A quoi cela tient-il ? A la qualité de l’écrivain, certes, car il manie une langue savoureuse, qui a dans sa "façon de dire, de s’exprimer, quelque chose de dru, de direct qui est succulent aux lèvres, qui sent le terroir et fait image". Il possède l’art de la phrase nette et précise, des raccourcies qui frappent, du détail marqué d’un trait. Son style, sobre, alerte, nerveux, pittoresque, tout en nuances, allié à une remarquable symphonie de la fluidité, la pureté du marbre, la force du torrent et l’éclat du cristal. Ces dons exceptionnels, qui font dire à Fortuna Strowski qu’il considère André Lamandé comme le plus grands des paysagistes français, assurent à son œuvre un rayonnement de plus en plus vaste et nimbent son nom d’une gloire impérissable.
Mais, à la qualité de l’écrivain s’ajoute la qualité de l’homme, qui faisait d’André Lamandé un ami inégalable. Cette âme d’élite qui témoignait du mépris le plus complet pour l’argent et avait en horreur le tapage, la publicité, désirait passionnément l’amitié. C’est parce qu’il les voulait ses amis, qu’avec la franchise qui était l’un des traits dominants de son caractère, il livrait toute sa pensée à ses lecteurs et sa joie était immense quand il voyait venir à lui une âme fraternelle ignorant la jalousie, il se réjouissait toujours sans réserve du succès d’un confrère, et ne cessera jamais d’ouvrir aux jeunes son cœur et son foyer.
Rien ne trouve mieux la qualité unique de cette amitié que le mouvement tout spontané, qui, dès le jour de sa mort, a groupé autour de sa mémoire, sous l’égide de son admirable compagne, aussi bien ceux qui n’ont pu le connaître que par ses livres, que ceux qui l’aimaient "parce c’était lui", dans une association qui prend de plus en plus d’ampleur et qui n’est qu’une amitié prolongée.
Écoutons la voix de cet ami qui reste aussi pour nous un guide :"L’existence, dit-il, qui nous attire en sens contraires, nous pousse finalement sur ce dilemme : écouter notre raison et vivre en nous ; écouter notre cœur et nous perdre en autrui. Mais vivre seulement en soi et pour soi, est-ce vivre ? Et n’est-ce pas se sauver et sauver les autres que de se perdre apparemment en eux ?"
Lisons ses œuvres, relisons-les. Par elles il se perdra en nous. Alors, comme lui, nous vivrons une vie ardente, nous serons enthousiastes dans le travail et dans l’effort ; comme lui nous aimerons la lumière et la beauté ; comme lui nous serons assoiffés de justice, d’idéal et de spiritualité.

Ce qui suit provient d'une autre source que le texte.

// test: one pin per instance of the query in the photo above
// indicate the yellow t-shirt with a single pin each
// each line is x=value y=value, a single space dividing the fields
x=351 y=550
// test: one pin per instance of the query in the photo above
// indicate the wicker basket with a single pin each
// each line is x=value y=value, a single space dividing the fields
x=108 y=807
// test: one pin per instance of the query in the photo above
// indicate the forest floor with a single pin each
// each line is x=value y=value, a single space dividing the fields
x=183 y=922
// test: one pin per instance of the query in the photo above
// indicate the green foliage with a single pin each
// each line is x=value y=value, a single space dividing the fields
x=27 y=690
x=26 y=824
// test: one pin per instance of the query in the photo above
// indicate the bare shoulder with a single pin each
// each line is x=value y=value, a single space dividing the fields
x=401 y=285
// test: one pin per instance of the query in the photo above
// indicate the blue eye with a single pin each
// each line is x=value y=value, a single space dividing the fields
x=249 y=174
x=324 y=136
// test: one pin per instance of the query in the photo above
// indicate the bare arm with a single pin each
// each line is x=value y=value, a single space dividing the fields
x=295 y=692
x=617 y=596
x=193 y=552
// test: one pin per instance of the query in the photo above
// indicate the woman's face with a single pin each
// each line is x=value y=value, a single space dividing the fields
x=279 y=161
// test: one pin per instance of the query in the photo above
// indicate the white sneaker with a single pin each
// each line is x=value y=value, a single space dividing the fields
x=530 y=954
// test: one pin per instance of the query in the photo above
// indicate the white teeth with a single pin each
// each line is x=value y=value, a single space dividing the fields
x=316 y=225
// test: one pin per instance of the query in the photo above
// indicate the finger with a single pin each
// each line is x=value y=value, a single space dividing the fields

Et, au milieu des bouleversements du temps présent, du déséquilibre des hommes et des choses, méditons tout particulièrement ce message, écrit quelques mois à peine avant sa mort :
"Il est un petit mot qu’on ne sait plus prononcer, un tout petit mot, trois lettres : NON.
Nous ne savons plus dire non à l’injustice. Non à la bêtise. Non à l’esprit de haine et à l’esprit couard. Non aux volontés qui se vendent, aux hommes qui s’achètent, à l’argent, à l’abject argent, qui sert à l’avilissement des consciences.
Dans la vie il y a une hiérarchie des valeurs spirituelles, un ordre nécessaire tel que le concevait Pascal : en bas la chair, au milieu l’esprit, à l’extrême pointe le cœur.
Si le cœur manque au monde, le monde est perdu et la France d’abord."
Paul RABOUTET.
[1] Jean Aicard, né le 4 février 1848 à Toulon et mort le 13 mai 1921 à Paris. Poète, romancier et auteur dramatique, il est reçu à l’Académie française en 1909.
[2] Faire chabrot est une vieille coutume paysanne du sud de la France, qui consiste à verser un peu de vin rouge dans le bouillon de bœuf principalement, mais aussi dans les autres potages pour les plus "gourmands". En Auvergne, un proverbe dit : "faire chabrot tient le ventre chaud".